BACKGROUND: Prepectoral implant-based breast reconstruction is being increasingly performed over subpectoral reconstruction because of the reduced invasiveness of the procedure, postoperative pain and risk of animation deformity. Radiation therapy is a well-known risk factor for complications in implant-based breast reconstruction. The effect of premastectomy versus postmastectomy radiation therapy on outcomes after prepectoral breast reconstruction has not been well-defined. The purpose of this study was to compare the impact of pre- versus postmastectomy radiation therapy on outcomes after prepectoral breast reconstruction.

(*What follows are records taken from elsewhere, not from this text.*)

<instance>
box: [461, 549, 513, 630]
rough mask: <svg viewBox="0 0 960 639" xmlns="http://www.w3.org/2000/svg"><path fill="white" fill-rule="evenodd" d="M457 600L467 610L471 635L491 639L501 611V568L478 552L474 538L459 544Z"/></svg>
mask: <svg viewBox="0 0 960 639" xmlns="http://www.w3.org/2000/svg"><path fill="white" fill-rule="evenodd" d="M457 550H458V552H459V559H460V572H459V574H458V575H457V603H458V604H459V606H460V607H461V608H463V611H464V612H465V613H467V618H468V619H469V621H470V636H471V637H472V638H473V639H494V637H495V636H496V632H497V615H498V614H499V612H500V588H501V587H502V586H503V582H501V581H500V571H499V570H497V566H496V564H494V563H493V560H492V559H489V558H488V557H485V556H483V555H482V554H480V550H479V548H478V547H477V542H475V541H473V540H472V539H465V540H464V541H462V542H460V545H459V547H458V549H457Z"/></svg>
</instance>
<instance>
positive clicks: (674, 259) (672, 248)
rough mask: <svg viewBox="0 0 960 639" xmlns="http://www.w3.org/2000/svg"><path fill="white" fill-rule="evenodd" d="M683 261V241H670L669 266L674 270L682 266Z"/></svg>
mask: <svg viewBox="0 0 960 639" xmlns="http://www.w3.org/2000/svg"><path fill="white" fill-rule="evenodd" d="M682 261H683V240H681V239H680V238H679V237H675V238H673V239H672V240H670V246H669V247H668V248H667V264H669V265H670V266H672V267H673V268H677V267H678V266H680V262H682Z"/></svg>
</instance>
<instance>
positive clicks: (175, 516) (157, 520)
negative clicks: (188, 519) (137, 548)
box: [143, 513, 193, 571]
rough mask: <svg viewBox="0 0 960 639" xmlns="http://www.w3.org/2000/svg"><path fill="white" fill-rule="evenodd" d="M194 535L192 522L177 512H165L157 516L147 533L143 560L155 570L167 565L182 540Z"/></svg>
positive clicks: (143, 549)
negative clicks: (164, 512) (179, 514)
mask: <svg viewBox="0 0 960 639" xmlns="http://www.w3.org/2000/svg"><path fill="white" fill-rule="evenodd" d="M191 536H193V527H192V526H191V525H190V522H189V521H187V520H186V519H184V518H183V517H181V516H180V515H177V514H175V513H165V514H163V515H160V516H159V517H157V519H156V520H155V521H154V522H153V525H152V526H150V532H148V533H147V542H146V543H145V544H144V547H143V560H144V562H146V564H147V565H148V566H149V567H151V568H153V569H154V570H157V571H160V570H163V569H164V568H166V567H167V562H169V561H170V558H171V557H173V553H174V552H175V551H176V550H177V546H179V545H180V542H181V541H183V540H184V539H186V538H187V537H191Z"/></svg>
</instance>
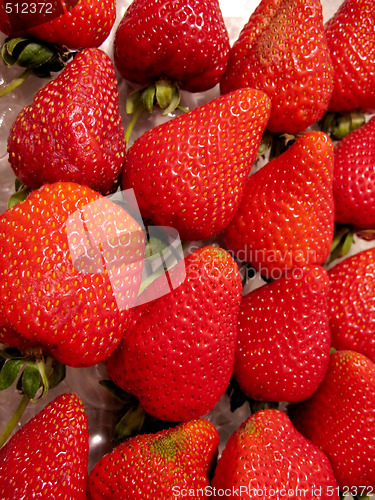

METHODS: A retrospective chart review was performed of all patients who underwent prepectoral implant-based breast reconstruction with inferior dermal flap and acellular dermal matrix (ADM) performed by a single surgeon from 2010 to 2019. Demographic, clinical and operative data were reviewed and recorded. Outcomes were assessed by comparing rates of capsular contracture, infection, seroma, hematoma, dehiscence, mastectomy skin flap necrosis (MSFN), rippling, implant loss, local recurrence and metastatic disease, between patients receiving pre- and postmastectomy radiation therapy and nonradiated patients. RESULTS: 369 patients (592 breasts) underwent prepectoral implant-based breast reconstruction. 26 patients (28 breasts) received premastectomy radiation, 45 patients (71 breasts) received postmastectomy radiation, and 305 patients (493 breasts) did not receive radiation therapy. Patients with premastectomy radiation had highers rates of seroma (14.3% vs. 0.2%), minor infection (10.7% vs. 1.2%), implant loss (21.4% vs. 3.4%) and local recurrence (7.1% vs. 1.0%), compared to nonradiated patients (p<0.05). Patients with postmastectomy radiation had higher rates of major infection (8.4% vs. 2.4%), capsular contracture (19.7% vs. 3.2%), implant loss (9.9% vs. 3.4%) and local recurrence (5.6% vs. 1.0%), when compared to nonradiated patients (p<0.03). Outcomes after prepectoral breast reconstruction were comparable between pre- and postmastectomy radiation patients, respectively, with regard to major infection (7.1% vs. 8.4%), dehiscence (3.6% vs. 1.4%), major MSFN (7.1% vs. 2.8%), capsular contracture (10.7% vs. 19.7%), implant loss (21.4% vs. 9.9%) and local recurrence (7.1% vs. 5.6%) (p>0.184). However, premastectomy radiation patients had a higher rate of seroma compared to postmastectomy radiation patients (14.3% vs. 0%; p=0.005). CONCLUSIONS: In prepectoral implant breast reconstruction, pre- and postmastectomy radiation therapy were associated with higher rates of infection and implant loss compared to nonradiated patients. Postmastectomy radiation was associated with a higher rate of capsular contracture compared to nonradiated patients, and a comparable rate of capsular contracture compared to premastectomy radiation therapy patients. Premastectomy radiation was associated with a higher rate of seroma compared to postmastectomy radiation and nonradiated patients.